Think of Enlightn as your performance and security consultant. Enlightn will "review" your code and server configurations, and give you actionable recommendations on improving performance, security and reliability!
The Enlightn OSS (open source software) version has 61 automated checks that scan your application code, web server configurations and routes to identify performance bottlenecks, possible security vulnerabilities and code reliability issues.
Enlightn Pro (commercial) is available for purchase on the Enlightn website and has an additional 61 automated checks (total of 122 checks).
Each of the 122 checks available are well documented. You can find the complete 130 page documentation here.
You may install Enlightn into your project using the Composer package manager:
composer require enlightn/enlightn
After installing Enlightn, you may publish its assets using the vendor:publish Artisan command:
php artisan vendor:publish --tag=enlightn
Note: If you need to install Enlightn Pro, visit the documentation on the Enlightn website here.
After installing Enlightn, simply run the
enlightn Artisan command to run Enlightn:
php artisan enlightn
If you wish to run specific analyzer classes, you may specify them as optional arguments:
php artisan enlightn Enlightn\\Enlightn\\Analyzers\\Security\\CSRFAnalyzer Enlightn\\EnlightnPro\\Analyzers\\Security\\DirectoryTraversalAnalyzer
Note that the class names should be fully qualified and escaped with double slashes as above.

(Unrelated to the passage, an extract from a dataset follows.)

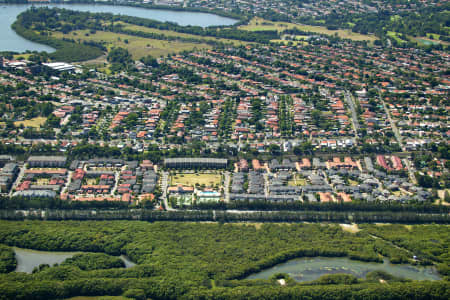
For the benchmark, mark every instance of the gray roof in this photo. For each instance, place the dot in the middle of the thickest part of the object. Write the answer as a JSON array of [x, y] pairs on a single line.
[[47, 158], [199, 160], [35, 193]]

If you want to get the full Enlightn experience, it is recommended that you at least run Enlightn once in production. This is because several of Enlightn's checks are environment specific. So they may only be triggered when your app environment is production.
In case you don't want to run on production, you can simulate a production environment by setting your APP_ENV to production, setting up services and config as close to production as possible and running your production deployment script locally. Then run the Enlightn Artisan command.
By default, the
enlightn Artisan command highlights the file paths, associated line numbers and a message for each failed check. If you wish to display detailed error messages for each line, you may use the
php artisan enlightn --details
If you wish to integrate Enlightn with your CI, you can simply trigger the
--ci option when running Enlightn in your CI/CD tool:
php artisan enlightn --ci
Enlightn pre-configures which analyzers can be run in CI mode for you. So, the above command excludes analyzers that need a full setup to run (e.g. analyzers using dynamic analysis).
For more information on CI integration, refer the Enlightn documentation.
Sometimes, especially in CI environments, you may want to declare the currently reported list of errors as the "baseline". This means that the current errors will not be reported in subsequent runs and only new errors will be flagged.
To generate the baseline automatically, you may run the
enlightn:baseline Artisan command:
php artisan enlightn:baseline
If you wish to run this command in CI mode, you can use the
php artisan enlightn:baseline --ci
For more information on establishing a baseline, refer the docs.
All checks that fail will include a description of why they failed along with the associated lines of code (if applicable) and a link to the documentation for the specific check.
Finally, after all the checks have run, the
enlightn Artisan command will output a report card, which contains information on how many and what percentage of checks passed, failed or were skipped.
The checks indicated as "Not Applicable" were not applicable to your specific application and were skipped. For instance, the CSRF analyzer is not applicable for stateless applications.
The checks reported under the "Error" row indicate the analyzers that failed with exceptions during the analysis. Normally, this should not happen but if it does, the associated error message will be displayed and may have something to do with your application.
A good practice would be to run Enlightn every time you are deploying code or pushing a new release. It is recommended to integrate Enlightn with your CI/CD tool so that it is triggered for every push or new release.
Besides the automated CI checks, you might also want to run Enlightn on a regular frequency such as every week. This will allow you to monitor the dynamic analysis checks, which are typically excluded from CI tests.
Only MacOS and Linux systems are supported for Enlightn. Windows is currently not supported.
Thank you for considering contributing to Enlightn! The contribution guide can be found here.
Our support policy can be found in the Enlightn documentation.
The Enlightn OSS (on this Github repo) is licensed under the LGPL v3 (or later) license.
Enlightn Pro is licensed under a commercial license.